Max SpamAssassin Size problems

Fri Aug 25 19:40:08 IST 2006

Glenn Steen spake the following on 8/25/2006 3:53 AM:
> On 25/08/06, Anthony Peacock <a.peacock at chime.ucl.ac.uk> wrote:
>> Ken A wrote:
>> >
>> >
>> > Logan Shaw wrote:
>> >> On Thu, 24 Aug 2006, Julian Field wrote:
>> >>> Anthony Peacock wrote:
>> >>>> Julian Field wrote:
>> >>
>> >>>>> Sounds survivable. After the limit I will keep going until I hit
>> the
>> >>>>> first line that only contains white space.
>> >>
>> >>>> I have been watching this discussion with a growing uneasiness.  I
>> >>>> could be wrong but doesn't this behaviour open up the system to
>> >>>> problems with huge image files...
>> >>
>> >>> Yes, you are absolutely correct. Non-spam may well include huge
>> images.
>> >>> The problem with rewinding to the previous boundary is that you
>> may end
>> >>> up not giving SpamAssassin _anything_ to work with.
>> >>>
>> >>> So it's up for a vote:
>> >>>
>> >>> do I chop half way through an image?
>> >>> do I chop at the end of an image?
>> >>> do I carry on for a max of 100 lines of Base64 data or until the
>> end of
>> >>> an image, which is earlier?
>> >>
>> >> I don't like the last option at all.  It still easily allows
>> >> a situation where a valid message with a valid image in it
>> >> gets detected as a corrupt image and hits a rule that scores
>> >> it as spam.
>> >>
>> >> If we assume there are 80 columns of base64 data per line, then
>> >> we get 60 bytes per line (since each base64 character carries
>> >> 6 bits of data).  That means 100 lines only holds 6K, maximum.
>> >>
>> >> So this option only works if the chop-off point randomly
>> >> happens to fall within the last 6K (or less) of the image.
>> >> If the max message size causes the initial chop-off point to
>> >> fall any earlier, it still creates an invalid image.  If you
>> >> have a 50K max message size and someone sends a 75K image
>> >> (which is not out of the ordinary at all), this method will
>> >> keep going up to 56K and then quit.
>> >>
>> >> Basically, adding the 100 extra lines is really not much better
>> >> than chopping right at the max message size barrier, unless
>> >> you assume that most images aren't much larger than 6K, which
>> >> I don't think is a valid assumption at all.  So, this option
>> >> adds extra complexity and doesn't really give much benefit.
>> >>
>> >>   - Logan
>> >
>> > I'm all for #3 and and just set "score FUZZY_OCR_CORRUPT_IMG 0" if you
>> > are worried about false positives.
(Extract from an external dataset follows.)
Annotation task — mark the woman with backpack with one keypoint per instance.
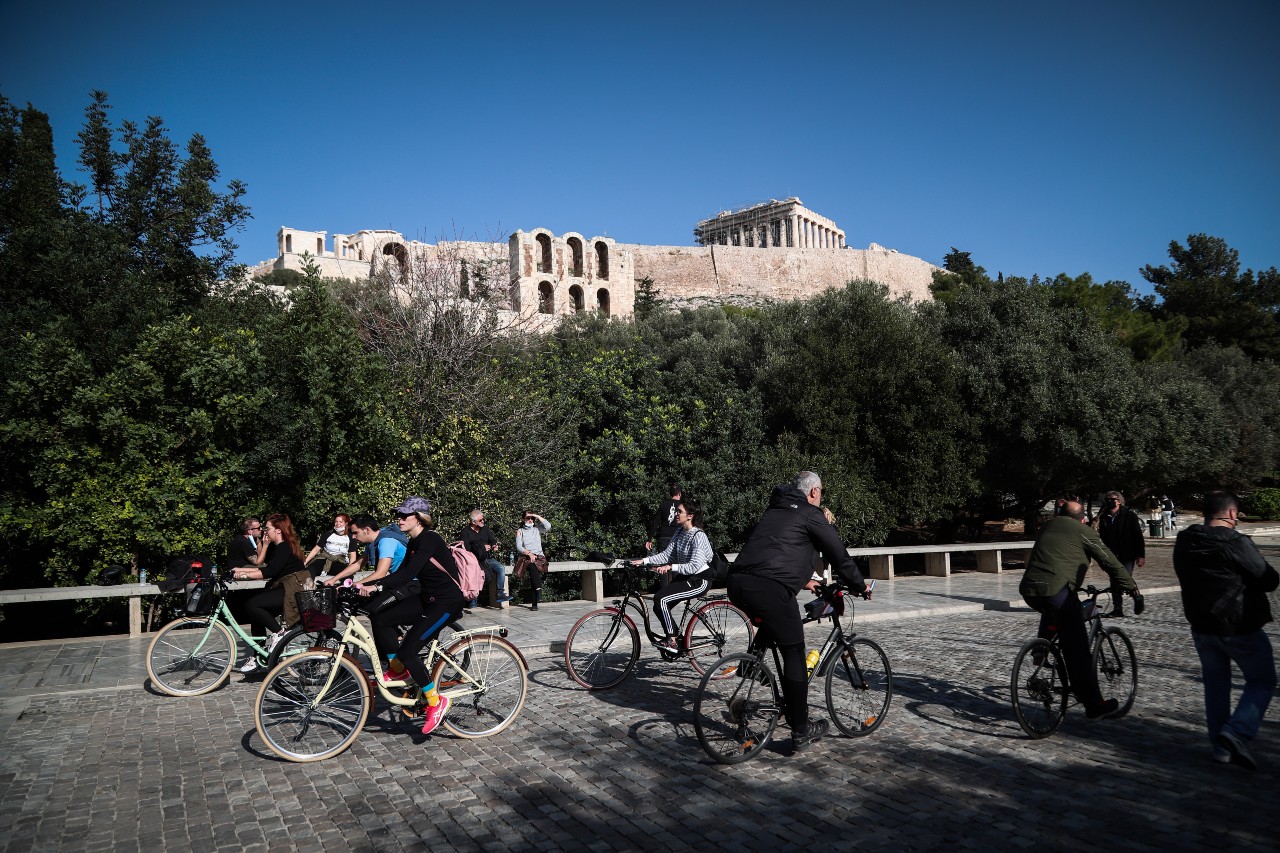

Fuzzyocr will get better at sorting
>> > this out. And of course in the mean time, don't use outlook, since it
>> > will probably render corrupt images just fine. (it's a feature)
>>
>> This could be controversial here...
>>
>> <Evil Grin>
>> I have another suggestion, why don't we agree to leave the MailScanner
>> code alone.  Those people who are experiencing problems with broken
>> images can raise the value of "Max SpamAssassin Size" in *THEIR*
>> configurations, the rest of us can carry on as normal.
>>
>> There is already a way for people to adjust how much information SA gets
>> from MailScanner, people who need more information can used that on
>> their systems.
>> </Evil Grin>
>>
>> <Ducks and Runs>
>>
> No need for dramatic escapes:-)
> You and Logan have made some good arguments for the status quo...
> After all, one needs to assess which is the lesser evil and go with
> that.
> On the first readthrough I was simply not looking at this from the
> correct perspective:-). MailScanner shouldn't need solve this
> "problem", at least not in such a way that it invites a possible DoS
> (which is far more dire than a simple SA rule "missfire", of course).
> That just tells us that both option 1 and 3 are viable though, so any
> argument for option 3 would need show that it would actually be
> worthwile to complicate the code further... And I can say I didn't do
> my maths (shame on me), but Logan shows that the usefulness of option
> 3 is rather less than we could assume at the outset. Oh well. Change
> my vote there to number 1.
> 
I still vote for execute the spammers!
<More Evil Grin>
How much perl code will that take?
Or do you just have to beat them with whatever is handy?

-- 

MailScanner is like deodorant...
You hope everybody uses it, and
you notice quickly if they don't!!!!